Last Updated: 5 Apr, 2021
K-th Smallest
Easy
Asked in company
You are given an N x M matrix ‘MAT’ and an integer ‘K’. All rows in the matrix have values in sorted order. You can choose 1 integer from each row and make an array of length ‘N’. Your task is to find the smallest k-th smallest array sum out of all the possibilities.
Input Format:
The first line of the input contains ‘T’ denoting the number of test cases.
In the first line of each test case take three space-separated integers, ‘N’, ‘M’, and ‘K’.
Next N lines contains M space-separated integers MAT[i][j], denoting value stored in position (i, j) in matrix.
Output Format:
For each test case, print a single line containing a single integer denoting the k-th smallest array sum.
The output for every test case will be printed in a separate line.
Note:
You don’t need to print anything; It has already been taken care of. Just implement the function.
Constraints:
1 <= T <= 5
1 <= N, M <= 100
1 <= K <= min(100,N ^ 2)
0 <= MAT[ i ][ j ] <= 2000
MAT[ i ][ j ] <= MAT[ i ][ j + 1 ]
Time Limit: 1 sec.
Approaches
- Let’s first think if in the problem we only had a 2xM matrix, how would we solve the problem.
- We can find all possible sums in O(M^2) time. Then return the Kth smallest sum after sorting it.
- So in this problem, we can do the same. We can always take the first two rows then find the sums using O(M^2) time and only take ‘K’ smallest sums out of them.
- Then in the next row, we can use these ‘K’ smallest sums and current row, to find all possible sums and again store the ‘K’ smallest sums out of all possibilities.
- In each row we are doing O(M*K) operations i.e. time complexity will be O(N*M*K).
- After doing this for all the rows we can just return the ‘K’th smallest sum.
Algorithm:
- If there is only one row, we just return the ‘K’th element in the first row as the rows in the matrix are sorted.

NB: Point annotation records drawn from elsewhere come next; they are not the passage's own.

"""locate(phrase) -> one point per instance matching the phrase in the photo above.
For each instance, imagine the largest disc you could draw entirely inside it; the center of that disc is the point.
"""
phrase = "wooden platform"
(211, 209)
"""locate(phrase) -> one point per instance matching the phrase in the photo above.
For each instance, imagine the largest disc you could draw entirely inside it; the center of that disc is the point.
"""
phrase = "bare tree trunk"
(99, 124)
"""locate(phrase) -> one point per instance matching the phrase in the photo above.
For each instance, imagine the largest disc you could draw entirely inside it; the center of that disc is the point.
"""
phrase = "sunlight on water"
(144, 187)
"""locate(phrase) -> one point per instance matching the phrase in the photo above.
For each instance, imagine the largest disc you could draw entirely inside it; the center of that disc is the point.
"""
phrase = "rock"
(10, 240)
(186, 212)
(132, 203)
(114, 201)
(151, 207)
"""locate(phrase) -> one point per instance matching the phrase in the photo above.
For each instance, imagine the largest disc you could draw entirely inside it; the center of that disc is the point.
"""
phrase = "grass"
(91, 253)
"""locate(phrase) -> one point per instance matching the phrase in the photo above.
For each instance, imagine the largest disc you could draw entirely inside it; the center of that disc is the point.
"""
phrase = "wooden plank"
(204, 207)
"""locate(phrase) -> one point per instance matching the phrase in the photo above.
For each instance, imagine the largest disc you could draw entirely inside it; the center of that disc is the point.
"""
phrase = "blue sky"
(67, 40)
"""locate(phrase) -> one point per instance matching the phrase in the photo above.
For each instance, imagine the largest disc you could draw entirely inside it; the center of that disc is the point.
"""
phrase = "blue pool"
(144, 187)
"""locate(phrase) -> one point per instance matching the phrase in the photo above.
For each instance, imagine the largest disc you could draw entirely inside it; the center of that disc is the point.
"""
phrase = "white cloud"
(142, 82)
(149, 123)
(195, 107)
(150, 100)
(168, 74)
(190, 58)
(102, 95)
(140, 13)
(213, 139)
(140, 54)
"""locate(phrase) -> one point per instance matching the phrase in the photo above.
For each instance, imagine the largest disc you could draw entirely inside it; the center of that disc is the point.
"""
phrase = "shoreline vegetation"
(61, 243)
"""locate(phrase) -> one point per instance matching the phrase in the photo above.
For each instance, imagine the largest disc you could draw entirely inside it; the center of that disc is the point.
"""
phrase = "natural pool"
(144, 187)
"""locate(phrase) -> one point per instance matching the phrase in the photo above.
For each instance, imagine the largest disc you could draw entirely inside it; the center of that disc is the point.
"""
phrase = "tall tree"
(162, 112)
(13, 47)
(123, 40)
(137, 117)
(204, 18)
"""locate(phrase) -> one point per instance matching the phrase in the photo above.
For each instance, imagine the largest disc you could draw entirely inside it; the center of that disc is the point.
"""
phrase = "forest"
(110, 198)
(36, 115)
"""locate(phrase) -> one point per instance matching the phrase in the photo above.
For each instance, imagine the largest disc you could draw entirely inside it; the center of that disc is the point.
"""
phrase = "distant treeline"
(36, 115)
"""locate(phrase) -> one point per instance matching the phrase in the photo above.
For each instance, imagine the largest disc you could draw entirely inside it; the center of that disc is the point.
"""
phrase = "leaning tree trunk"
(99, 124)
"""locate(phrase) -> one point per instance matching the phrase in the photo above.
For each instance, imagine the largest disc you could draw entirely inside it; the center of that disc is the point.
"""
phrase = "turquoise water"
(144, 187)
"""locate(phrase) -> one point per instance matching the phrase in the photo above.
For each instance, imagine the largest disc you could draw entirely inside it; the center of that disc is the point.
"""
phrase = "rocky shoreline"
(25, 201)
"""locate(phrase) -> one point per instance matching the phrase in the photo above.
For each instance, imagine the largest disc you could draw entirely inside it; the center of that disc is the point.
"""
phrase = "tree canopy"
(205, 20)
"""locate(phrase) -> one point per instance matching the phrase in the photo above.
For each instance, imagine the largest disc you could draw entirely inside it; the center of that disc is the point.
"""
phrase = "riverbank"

- We create a function sums() which takes two lists as a parameter and returns a list of ‘K’ smallest sums possible (sometimes ‘K’ smallest some is not possible, in that case, we just return the all possible sums).
- We create a list ‘ans’ = sums( mat[0], mat[1] ), i.e. we find the ‘K’ smallest sums of the first two rows first.
- Then for each row from mat[2]…mat[n-1], we just update ans= sums(ans, mat[i]).
- After doing this for all rows we return ‘K’th smallest element in ‘ans’ list.